Interviste

Rino Zangheri: "Il prossimo, sara' un anno durissimo"

di Gilberto Pierdicca

Il 20 dicembre Rino Zangheri, presidente del Baseball Rimini, e' stato insignito della maggiore onorificenza riminese: il Sigismondo D'Oro. E' un premio che il Comune da' ai suoi figli migliori, quelli che si sono distinti in qualche campo dell'agire umano. Prima di Zangheri, l'unico uomo di sport ad essere premiato e' stato Carlton Myers, portabandiera italiano alle Olimpiadi di Sidney.
A far pendere la bilancia a favore di Zangheri sono stati i nove scudetti conquistati in 25 anni (a partire dal '75) a cui vanno pure aggiunti un discreto numero di secondi posti e tre Coppe dei Campioni.

Ha ancora qualche cosa da chiedere al baseball il pluri-decorato Rino Zangheri?

Intanto questo e' un premio di altissimo valore e di grande significato che mai mi sarei aspettato - esordisce il presidente dei neroarancio - Ad essere sincero sono persino commosso, oltre che meravigliato. Ho fatto tanto per il baseball e le soddisfazioni non sono certo mancate, ma devo sottolineare che la molla che mi ha spinto ad impegnarmi a fondo e' stata solo il puro e semplice divertimento. Lo ripeto, questo premio mi riempie di soddisfazione e di orgoglio, vedere il mio nome affiancato a quello di tanti altri che hanno fatto la storia della nostra citta' mi mette i brividi lungo la schiena.

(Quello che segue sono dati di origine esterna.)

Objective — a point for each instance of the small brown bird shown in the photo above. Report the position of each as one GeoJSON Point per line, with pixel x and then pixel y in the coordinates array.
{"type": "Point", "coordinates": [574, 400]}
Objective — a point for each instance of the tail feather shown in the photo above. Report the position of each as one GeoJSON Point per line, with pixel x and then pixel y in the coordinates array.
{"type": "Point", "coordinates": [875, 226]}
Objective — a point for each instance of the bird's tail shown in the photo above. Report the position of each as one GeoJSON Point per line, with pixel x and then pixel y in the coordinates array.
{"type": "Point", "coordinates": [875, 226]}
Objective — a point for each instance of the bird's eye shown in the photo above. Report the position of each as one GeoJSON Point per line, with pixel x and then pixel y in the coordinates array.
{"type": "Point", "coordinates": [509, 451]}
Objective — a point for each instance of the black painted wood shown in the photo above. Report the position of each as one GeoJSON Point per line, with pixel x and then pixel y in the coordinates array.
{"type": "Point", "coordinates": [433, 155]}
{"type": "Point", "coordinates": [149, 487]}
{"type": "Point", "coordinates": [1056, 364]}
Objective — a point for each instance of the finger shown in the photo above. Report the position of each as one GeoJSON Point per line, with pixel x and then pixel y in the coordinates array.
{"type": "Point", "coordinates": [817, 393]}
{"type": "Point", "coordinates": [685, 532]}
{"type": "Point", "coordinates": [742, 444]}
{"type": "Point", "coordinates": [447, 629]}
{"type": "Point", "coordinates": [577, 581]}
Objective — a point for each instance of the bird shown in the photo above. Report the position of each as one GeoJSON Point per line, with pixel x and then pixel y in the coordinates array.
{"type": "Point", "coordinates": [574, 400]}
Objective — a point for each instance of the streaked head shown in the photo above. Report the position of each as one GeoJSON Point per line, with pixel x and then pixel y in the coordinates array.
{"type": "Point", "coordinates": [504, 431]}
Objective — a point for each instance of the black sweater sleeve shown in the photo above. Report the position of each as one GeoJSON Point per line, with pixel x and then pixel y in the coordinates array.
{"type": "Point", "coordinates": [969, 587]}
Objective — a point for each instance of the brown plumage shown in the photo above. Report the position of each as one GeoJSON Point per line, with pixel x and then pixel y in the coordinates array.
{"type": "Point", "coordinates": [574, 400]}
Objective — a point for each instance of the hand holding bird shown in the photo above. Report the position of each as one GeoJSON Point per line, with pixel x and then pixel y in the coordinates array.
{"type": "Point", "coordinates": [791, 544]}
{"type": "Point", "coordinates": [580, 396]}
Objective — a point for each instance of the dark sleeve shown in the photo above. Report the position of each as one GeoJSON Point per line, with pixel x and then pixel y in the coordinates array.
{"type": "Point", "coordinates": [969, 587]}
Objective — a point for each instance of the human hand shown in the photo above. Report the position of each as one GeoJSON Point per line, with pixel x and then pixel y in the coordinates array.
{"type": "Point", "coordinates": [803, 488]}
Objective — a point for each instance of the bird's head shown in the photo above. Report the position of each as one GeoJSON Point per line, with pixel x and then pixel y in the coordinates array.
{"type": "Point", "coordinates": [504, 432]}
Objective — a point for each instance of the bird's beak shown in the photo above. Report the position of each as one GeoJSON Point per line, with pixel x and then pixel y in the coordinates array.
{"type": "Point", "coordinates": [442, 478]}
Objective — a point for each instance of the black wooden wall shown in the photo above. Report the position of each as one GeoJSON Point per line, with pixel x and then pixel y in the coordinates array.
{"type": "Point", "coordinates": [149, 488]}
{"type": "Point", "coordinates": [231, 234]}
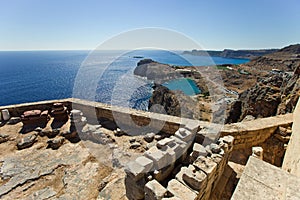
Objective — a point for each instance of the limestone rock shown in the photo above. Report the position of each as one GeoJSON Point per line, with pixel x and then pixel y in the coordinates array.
{"type": "Point", "coordinates": [56, 142]}
{"type": "Point", "coordinates": [180, 191]}
{"type": "Point", "coordinates": [154, 190]}
{"type": "Point", "coordinates": [3, 138]}
{"type": "Point", "coordinates": [149, 137]}
{"type": "Point", "coordinates": [26, 142]}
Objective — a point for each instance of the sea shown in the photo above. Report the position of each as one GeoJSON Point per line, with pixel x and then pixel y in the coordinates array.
{"type": "Point", "coordinates": [103, 76]}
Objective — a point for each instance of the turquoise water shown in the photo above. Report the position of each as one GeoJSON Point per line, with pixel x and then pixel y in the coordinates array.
{"type": "Point", "coordinates": [28, 76]}
{"type": "Point", "coordinates": [187, 86]}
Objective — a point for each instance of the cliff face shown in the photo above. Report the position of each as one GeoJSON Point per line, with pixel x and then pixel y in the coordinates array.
{"type": "Point", "coordinates": [173, 103]}
{"type": "Point", "coordinates": [229, 53]}
{"type": "Point", "coordinates": [275, 94]}
{"type": "Point", "coordinates": [155, 71]}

Dopo tanti successi, anche recenti, l'importante e' mantenere le motivazioni...

Esatto, e' proprio questo il rischio che corriamo e che dobbiamo assolutamente evitare: non vorrei che nella squadra, nell'ambiente, e perche' no, in me stesso, subentrasse un certo appagamento dopo le ultime tre stagioni da protagonisti. Vincere e' difficile, continuare a farlo e' semplicemente da grandi, da grande squadra: possiamo entrare nella leggenda (visto che nella storia di questo sport ci siamo gia'). Ci proveremo, ma gia' dalla stagione 2001 sara' tutto piu' difficile.

Anche perche' l'asso Simontacchi pare perso...

Jason e' stato addirittura invitato allo spring-training in Triplo A con Minnesota, dopo che in tutta la sua carriera non era mai andato al di sopra del Singolo A. L'unica nostra speranza e' che venga tagliato presto e che non accetti i vari declassamenti: infatti se lancera' a livello professionistico dopo la fine del nostro girone d'andata, per regolamento non sara' piu' possibile impiegarlo. Simontacchi e' un tipetto un po' irrequieto che siamo riusciti a controllare e valorizzare al meglio, ma il suo carattere puo' causargli dei problemi negli States.

Obiettivi di mercato?

Tista Perri sta facendo molta terapia e potrebbe tornare, cerchiamo un paio di buoni pitcher oriundi ed ovviamente un lanciatore americano: complimenti ad August, ma in quel settore bisogna sempre rinnovarsi. Dovrebbe arrivare anche un catcher oriundo, riconfermeremo tutti gli interni fra cui ovviamente Sheldon; fra gli esterni torneranno i bravissimi Liverziani e Vatcher e saranno affiancati da un nuovo oriundo.